About: Artist

Dianna’s life before writing…

I’m often asked about what I did before writing, which is hard to explain in a few words. Also, I believe in the old saying that “a picture is worth a thousand words.” If I could paint a story it would take a lot fewer pages – lol.

 

Starting out as an Artist…

Living in Tampa, Florida, I remember drawing in first grade, and I still love the smell of newsprint paper (those big sheets they gave us to draw on). I thought I was in trouble when my first grade teacher called my mother to school to show her what I’d created (the entire sheet was squared off with drawings of a Billy Goats Gruff cartoon sequence, but oddly enough I didn’t gravitate to being a cartoon artist).

 

Thank goodness for teachers…

When I was in third grade, I placed second in an art contest held for the elementary school, which was first through fifth grades. Both sides of my brain were happy in school. I loved the library and was such an avid patron I was invited to work as an assistant there in the fifth grade.

 

 

Ten minutes of fame…

In sixth grade at junior high school, I had two six-week sessions of art. My art teacher entered a Batik piece I did into a national competition. I placed third, but first and second place were high school seniors. That was my first time on television. I remember the morning news anchor kneeling on one knee in front of where I sat to discuss the questions because she wanted me to be comfortable. I went on to win more art competitions, but I also loved math and English and competed in gymnastics. I loved learning and credit the amazing teachers who stoked that enthusiasm.


Life in the real world…

Once I was out on my own at seventeen, I started painting signs to fill in between working three jobs. It didn’t take long to figure out I’d found my niche because I loved working outdoors and painting really big walls. Within a couple years I replaced all three jobs by working seven days a week painting. This led to eventually doing a lot of unusual art and moving to Atlanta, Georgia where I created Art Productions, Inc.

 

 
 
 
True love and a new era…

I met my husband in the sign business when I started contracting mural painting work from the company where he managed the real estate division where he acquired land locations for billboards. He’d go to his apartment at the end of the day, replace his business suit with overalls and come back to the warehouse to spend time with me while I painted late at night.

 

 

 

 

 

 

Being the talented guy that he is, he quickly learned how to paint parts of the signs with me and eventually started his own company not long after we became an item. During this time I returned to painting for myself, family and friends.

 

Ginormous art, Former President and the Olympics…

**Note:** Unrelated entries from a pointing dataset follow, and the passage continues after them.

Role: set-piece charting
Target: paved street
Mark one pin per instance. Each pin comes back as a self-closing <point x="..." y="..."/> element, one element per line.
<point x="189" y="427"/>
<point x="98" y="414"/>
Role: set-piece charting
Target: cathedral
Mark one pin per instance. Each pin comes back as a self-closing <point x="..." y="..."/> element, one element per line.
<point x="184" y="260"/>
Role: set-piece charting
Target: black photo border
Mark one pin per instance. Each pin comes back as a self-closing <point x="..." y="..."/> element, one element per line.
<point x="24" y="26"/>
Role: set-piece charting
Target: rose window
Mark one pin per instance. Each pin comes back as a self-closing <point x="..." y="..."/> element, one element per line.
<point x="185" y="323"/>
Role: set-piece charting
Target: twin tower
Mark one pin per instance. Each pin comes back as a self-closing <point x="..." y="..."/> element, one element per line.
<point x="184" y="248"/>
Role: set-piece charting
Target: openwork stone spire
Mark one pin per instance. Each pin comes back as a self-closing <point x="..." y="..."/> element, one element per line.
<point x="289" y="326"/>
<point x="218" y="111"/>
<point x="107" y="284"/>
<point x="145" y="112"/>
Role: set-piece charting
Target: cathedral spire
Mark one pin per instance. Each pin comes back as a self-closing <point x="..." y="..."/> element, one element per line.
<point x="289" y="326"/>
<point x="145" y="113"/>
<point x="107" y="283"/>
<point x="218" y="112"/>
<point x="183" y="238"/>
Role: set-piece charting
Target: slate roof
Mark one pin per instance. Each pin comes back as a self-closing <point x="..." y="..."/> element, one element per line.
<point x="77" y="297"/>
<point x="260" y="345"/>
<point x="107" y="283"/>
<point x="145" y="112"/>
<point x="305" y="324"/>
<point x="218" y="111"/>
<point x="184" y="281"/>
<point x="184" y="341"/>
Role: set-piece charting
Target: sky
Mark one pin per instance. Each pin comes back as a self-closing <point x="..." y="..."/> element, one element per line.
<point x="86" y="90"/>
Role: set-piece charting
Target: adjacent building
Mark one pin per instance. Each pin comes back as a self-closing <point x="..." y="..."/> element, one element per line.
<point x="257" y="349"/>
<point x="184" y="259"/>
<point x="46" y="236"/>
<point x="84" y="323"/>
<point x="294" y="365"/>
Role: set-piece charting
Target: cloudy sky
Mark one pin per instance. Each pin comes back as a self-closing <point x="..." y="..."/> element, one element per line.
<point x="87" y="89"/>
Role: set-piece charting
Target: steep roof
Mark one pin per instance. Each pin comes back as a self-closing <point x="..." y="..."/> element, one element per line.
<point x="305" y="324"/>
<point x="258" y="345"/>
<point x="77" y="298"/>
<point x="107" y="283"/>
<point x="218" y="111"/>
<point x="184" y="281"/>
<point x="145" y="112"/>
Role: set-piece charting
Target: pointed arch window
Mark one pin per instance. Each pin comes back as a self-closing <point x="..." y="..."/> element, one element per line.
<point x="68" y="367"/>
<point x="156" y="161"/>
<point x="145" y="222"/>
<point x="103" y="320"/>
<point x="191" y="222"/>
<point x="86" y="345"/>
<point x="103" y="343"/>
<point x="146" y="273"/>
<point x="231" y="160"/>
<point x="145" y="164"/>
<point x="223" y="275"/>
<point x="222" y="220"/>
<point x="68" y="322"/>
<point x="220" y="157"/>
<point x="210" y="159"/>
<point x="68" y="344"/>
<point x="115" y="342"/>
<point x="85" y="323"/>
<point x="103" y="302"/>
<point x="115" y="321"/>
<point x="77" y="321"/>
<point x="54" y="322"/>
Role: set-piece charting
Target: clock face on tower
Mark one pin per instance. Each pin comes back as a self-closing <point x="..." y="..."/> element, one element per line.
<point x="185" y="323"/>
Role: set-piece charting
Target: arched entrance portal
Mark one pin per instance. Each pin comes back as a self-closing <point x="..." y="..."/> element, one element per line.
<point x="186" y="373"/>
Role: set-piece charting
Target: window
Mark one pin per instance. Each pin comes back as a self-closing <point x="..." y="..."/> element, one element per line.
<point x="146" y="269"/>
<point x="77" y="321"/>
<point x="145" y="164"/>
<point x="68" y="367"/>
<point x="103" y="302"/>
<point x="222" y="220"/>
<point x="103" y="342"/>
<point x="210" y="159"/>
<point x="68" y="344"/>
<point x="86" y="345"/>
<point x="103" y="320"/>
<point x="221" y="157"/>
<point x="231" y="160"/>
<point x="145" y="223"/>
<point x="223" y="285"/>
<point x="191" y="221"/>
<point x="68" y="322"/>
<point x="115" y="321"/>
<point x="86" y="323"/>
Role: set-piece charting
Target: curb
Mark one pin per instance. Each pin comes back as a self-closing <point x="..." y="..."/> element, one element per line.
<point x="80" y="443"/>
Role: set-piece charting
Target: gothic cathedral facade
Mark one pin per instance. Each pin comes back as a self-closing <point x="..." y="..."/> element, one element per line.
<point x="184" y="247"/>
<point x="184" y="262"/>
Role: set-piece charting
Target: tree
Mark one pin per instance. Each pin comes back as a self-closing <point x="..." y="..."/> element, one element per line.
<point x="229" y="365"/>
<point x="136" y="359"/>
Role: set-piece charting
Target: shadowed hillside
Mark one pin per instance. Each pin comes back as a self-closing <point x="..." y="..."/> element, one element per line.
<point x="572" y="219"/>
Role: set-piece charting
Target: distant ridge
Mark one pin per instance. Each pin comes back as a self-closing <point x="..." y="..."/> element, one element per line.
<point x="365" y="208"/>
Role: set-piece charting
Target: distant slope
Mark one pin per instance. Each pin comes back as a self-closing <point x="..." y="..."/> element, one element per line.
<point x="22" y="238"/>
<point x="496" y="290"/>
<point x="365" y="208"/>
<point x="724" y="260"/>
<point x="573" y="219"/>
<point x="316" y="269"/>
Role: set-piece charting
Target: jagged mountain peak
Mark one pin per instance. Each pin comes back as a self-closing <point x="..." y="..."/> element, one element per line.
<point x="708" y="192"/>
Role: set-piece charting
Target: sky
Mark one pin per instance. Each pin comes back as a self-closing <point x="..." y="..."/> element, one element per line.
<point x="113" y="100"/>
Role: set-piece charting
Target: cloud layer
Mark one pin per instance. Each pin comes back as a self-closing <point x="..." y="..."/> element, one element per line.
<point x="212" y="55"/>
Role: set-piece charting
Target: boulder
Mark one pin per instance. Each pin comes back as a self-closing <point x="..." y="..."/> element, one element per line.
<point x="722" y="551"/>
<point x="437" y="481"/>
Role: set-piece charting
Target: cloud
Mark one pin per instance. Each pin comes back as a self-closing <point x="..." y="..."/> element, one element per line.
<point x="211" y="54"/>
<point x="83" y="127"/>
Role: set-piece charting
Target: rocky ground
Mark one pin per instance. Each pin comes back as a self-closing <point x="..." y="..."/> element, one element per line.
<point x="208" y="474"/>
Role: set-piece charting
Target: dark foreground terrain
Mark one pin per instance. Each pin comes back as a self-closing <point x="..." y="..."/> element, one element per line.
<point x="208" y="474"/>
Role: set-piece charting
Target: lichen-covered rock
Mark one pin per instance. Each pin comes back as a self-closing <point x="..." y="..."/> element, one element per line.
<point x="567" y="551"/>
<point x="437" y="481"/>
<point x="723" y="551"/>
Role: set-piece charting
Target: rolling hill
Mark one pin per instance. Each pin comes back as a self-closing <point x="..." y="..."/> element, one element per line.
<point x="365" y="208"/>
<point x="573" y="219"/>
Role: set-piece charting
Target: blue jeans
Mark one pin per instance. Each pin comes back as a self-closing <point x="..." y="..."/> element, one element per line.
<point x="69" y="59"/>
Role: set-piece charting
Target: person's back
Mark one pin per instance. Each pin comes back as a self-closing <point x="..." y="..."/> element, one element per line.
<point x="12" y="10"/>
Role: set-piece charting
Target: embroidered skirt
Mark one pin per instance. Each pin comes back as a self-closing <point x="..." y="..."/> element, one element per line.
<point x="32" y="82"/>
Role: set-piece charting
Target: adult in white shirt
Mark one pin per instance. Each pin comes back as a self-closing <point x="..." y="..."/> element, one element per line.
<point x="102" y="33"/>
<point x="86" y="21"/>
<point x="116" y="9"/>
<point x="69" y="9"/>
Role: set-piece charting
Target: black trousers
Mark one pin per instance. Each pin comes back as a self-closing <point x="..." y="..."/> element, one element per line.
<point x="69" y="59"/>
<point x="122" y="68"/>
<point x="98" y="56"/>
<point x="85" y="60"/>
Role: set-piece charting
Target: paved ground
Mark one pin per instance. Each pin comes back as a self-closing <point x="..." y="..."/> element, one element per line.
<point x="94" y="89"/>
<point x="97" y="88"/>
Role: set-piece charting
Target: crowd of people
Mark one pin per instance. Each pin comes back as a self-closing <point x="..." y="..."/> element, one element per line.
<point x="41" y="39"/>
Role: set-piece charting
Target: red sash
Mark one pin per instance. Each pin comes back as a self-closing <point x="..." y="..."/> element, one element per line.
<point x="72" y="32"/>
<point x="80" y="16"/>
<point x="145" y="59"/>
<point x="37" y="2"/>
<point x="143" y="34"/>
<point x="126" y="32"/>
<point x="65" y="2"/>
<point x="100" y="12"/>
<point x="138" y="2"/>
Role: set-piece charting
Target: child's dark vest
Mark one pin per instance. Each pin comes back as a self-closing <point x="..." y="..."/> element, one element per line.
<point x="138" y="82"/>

During the 1990’s we expanded our sign businesses to building huge electronic structures, three-dimensional creations for outdoor displays and more mural work. We had the great honor of working with international companies like Coca-Cola, which is headquartered in Atlanta. They occasionally wanted a historic Coca-Cola painting refurbished on old brick walls where the original painting had faded until only a shadow of the design was left.

 

 

One such wall was in Plains, Georgia, where I joked with the wonderful local residents that it would be nice to have “Jimmy and Roselyn” stop by. The next morning Secret Service pulled in ahead of a car with former President Jimmy Carter and First Lady Roselyn Carter who are two of the most genuine people I’ve ever met. I asked if they’d like to paint on the wall and they said “yes” so I gave them each a brush and can of red paint. That was a fun day!

 

 

 

In 1996 we contracted projects for the top seven Olympic Sponsors and, of course, Coca-Cola was at the top of that list.

 

 
Days when I had to switch hats quickly…

While flying back and forth to Boston, MA in 2001 where I was building a 75’ wide iconic sign in Fenway Park [home of the Red Sox Baseball team] for the John Hancock Company, I started writing on my first book and titled it Angel On The Run.

 

 

 

 

I was standing on top of a building in downtown Atlanta, Georgia in 2003, surrounded by cranes and sections of a 50’ tall Coca-Cola sign we were putting up, when I got the call that Angel had finaled in the Daphne du Maurier contest.

 

Later that summer, right after winning the Golden Heart® for that same book, I flew back the next day to climb on top of 16’ diameter 3-D chocolate chip cookies (three of them) to complete the sculpting and finish work before shipping them.

 


“The Call”…

While my husband and I were in New York on business related to my company, I invited the editor who had my manuscript submission to coffee. What I didn’t know was that while I was meeting with this editor she had already decided to buy my book, but couldn’t tell me because she had to tell my agent first – protocol in the business. On the way to the airport right after this meeting, I got THE CALL from my agent about our book deal. It was so nice to be with my husband when that call came through. The book was released in 2005, re-titled as Worth Every Risk. In 2006, that book won a RITA® award. I painted murals the week before and the week after I won the award. In 2009, I had less than ten days off the entire year, and yet I squeezed in five days (between a book tour and a reader event) to paint a mural on a brick wall. That’s when my husband suggested it was time to make a decision.

 

Full Time Author…

I now write full time. We have several ongoing sign projects that my husband oversees. He’s always been my greatest fan and I’m his. He teaches motorcycle safety all over the state of Georgia and is a long distance rider. He recently finished well in the Iron Butt Association 5000 miles in 5 Days Rally, which earned him a berth in the big dance in 2011 – the IBA 11,000-miles-in-11-days rally that will have 100 riders from all over the world competing. We love riding motorcycles, fishing and sharing life together.